Akhir pekan lalu, keadaan itu berubah.
Di Pendopo Kediaman Bupati, Minggu, (2/8/2026), Wakil Bupati Kepulauan Tanimbar dr. Juliana Ch. Ratuanak, MKM secara resmi melepas kontingen Pramuka Penggalang menuju Jambore Nasional XII di Bumi Perkemahan dan Graha Wisata (Buperta) Cibubur, Jakarta.
Pelepasan itu menjadi penanda berakhirnya penantian panjang Tanimbar untuk kembali mengirimkan wakilnya ke pertemuan Pramuka terbesar di Indonesia.
Seremoni berlangsung sederhana. Doa bersama dipanjatkan, laporan kesiapan kontingen dibacakan, lalu dr. Juliana menyerahkan tunggul bendera Pramuka kepada perwakilan peserta. Namun, makna acara itu jauh melampaui prosesi seremonial.
Pemerintah daerah sedang mengirim pesan bahwa pembinaan generasi muda mulai kembali ditempatkan sebagai investasi jangka panjang.
“Selamat berjuang adik-adik Pramuka Tanimbar. Bawa semangat Duan Lolat, junjung tinggi disiplin, kekompakan, dan rasa cinta tanah air. Nama baik Tanimbar ada di pundak kalian,” kata dr.Juliana dalam sambutannya.
Pesan itu tidak berlebihan. Bagi kontingen Tanimbar, Jambore Nasional bukan sekadar agenda perkemahan. Mereka datang membawa identitas daerah yang selama puluhan tahun tidak hadir dalam arena tersebut.
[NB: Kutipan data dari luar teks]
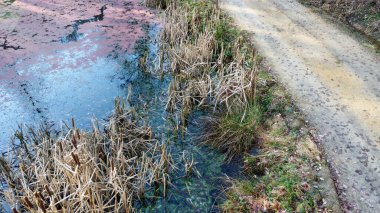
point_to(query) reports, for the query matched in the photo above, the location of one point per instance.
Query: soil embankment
(334, 79)
(364, 16)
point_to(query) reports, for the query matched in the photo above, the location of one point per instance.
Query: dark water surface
(63, 60)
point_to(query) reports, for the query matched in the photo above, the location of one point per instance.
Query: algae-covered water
(82, 79)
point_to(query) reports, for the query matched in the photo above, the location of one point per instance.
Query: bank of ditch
(207, 106)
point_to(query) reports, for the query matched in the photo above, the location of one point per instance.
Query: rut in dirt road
(335, 81)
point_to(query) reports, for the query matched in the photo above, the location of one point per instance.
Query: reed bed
(211, 63)
(98, 171)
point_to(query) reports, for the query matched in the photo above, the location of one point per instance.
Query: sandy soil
(334, 80)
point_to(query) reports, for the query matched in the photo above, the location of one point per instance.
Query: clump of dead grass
(102, 171)
(211, 63)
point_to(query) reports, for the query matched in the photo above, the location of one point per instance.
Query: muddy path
(62, 59)
(336, 82)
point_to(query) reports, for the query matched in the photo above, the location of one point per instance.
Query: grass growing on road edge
(215, 67)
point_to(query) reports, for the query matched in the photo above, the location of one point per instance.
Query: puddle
(79, 69)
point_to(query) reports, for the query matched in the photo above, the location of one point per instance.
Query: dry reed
(98, 171)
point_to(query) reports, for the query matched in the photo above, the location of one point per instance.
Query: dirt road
(335, 81)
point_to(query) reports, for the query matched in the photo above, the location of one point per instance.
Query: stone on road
(334, 79)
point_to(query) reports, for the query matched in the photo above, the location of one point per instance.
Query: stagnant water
(77, 71)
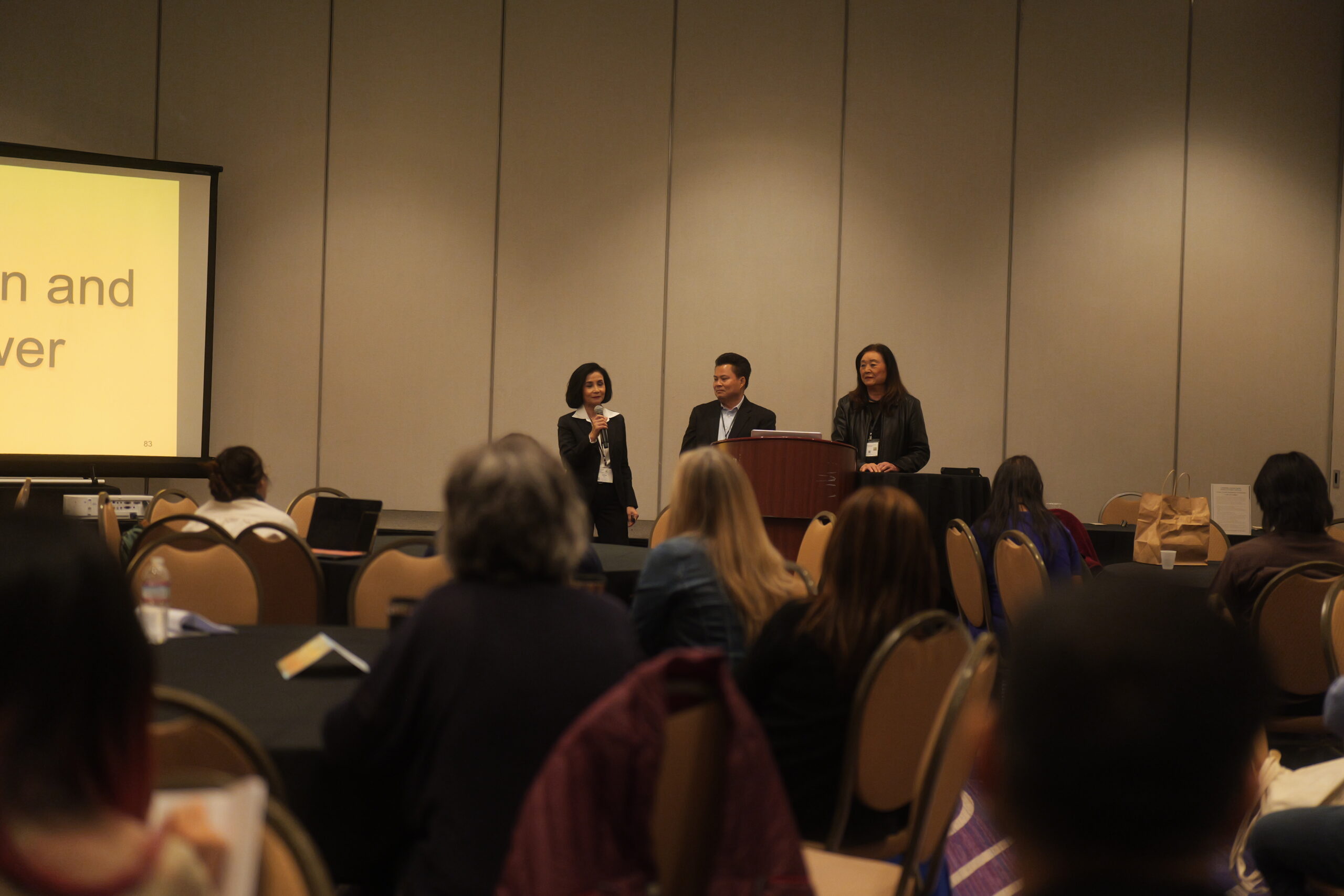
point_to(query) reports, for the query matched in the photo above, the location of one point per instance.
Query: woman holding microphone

Di Cibubur nanti, mereka akan bertemu ribuan Pramuka Penggalang dari seluruh Indonesia, mengikuti pelatihan kepemimpinan, pendidikan karakter, keterampilan, hingga kegiatan kebangsaan.
Momentum ini sekaligus menjadi cermin perjalanan pembinaan kepramukaan di Kepulauan Tanimbar. Keikutsertaan pada Jambore Nasional selama ini terputus cukup lama. Akibatnya, kesempatan generasi muda daerah untuk belajar, bertukar pengalaman, dan membangun jejaring di tingkat nasional ikut terhambat.
Kini pemerintah daerah berupaya memutus mata rantai itu. Kembalinya kontingen ke Jambore Nasional dipandang sebagai langkah awal membangun kembali tradisi pembinaan Pramuka yang berkesinambungan, bukan sekadar mengirim peserta pada satu kegiatan seremonial lima tahunan.
Di hadapan para orang tua, pengurus Kwartir Cabang, serta pimpinan organisasi perangkat daerah yang hadir, Wakil bupati mengingatkan bahwa keberhasilan kontingen tidak hanya diukur dari penghargaan yang diraih. Yang lebih penting adalah nilai disiplin, kepemimpinan, dan kemandirian yang dibawa pulang untuk ditularkan kepada generasi muda lainnya.
Bagi Tanimbar, perjalanan menuju Cibubur adalah lebih dari sekadar perjalanan ratusan mil laut dan udara. Ia menjadi simbol bahwa daerah kepulauan ini mulai kembali membuka ruang bagi anak-anak mudanya untuk tampil di tingkat nasional.
Setelah puluhan tahun menghilang dari peta Jambore Nasional, Tanimbar akhirnya kembali mengibarkan panji Pramuka,membawa harapan bahwa jeda panjang itu tidak akan terulang lagi.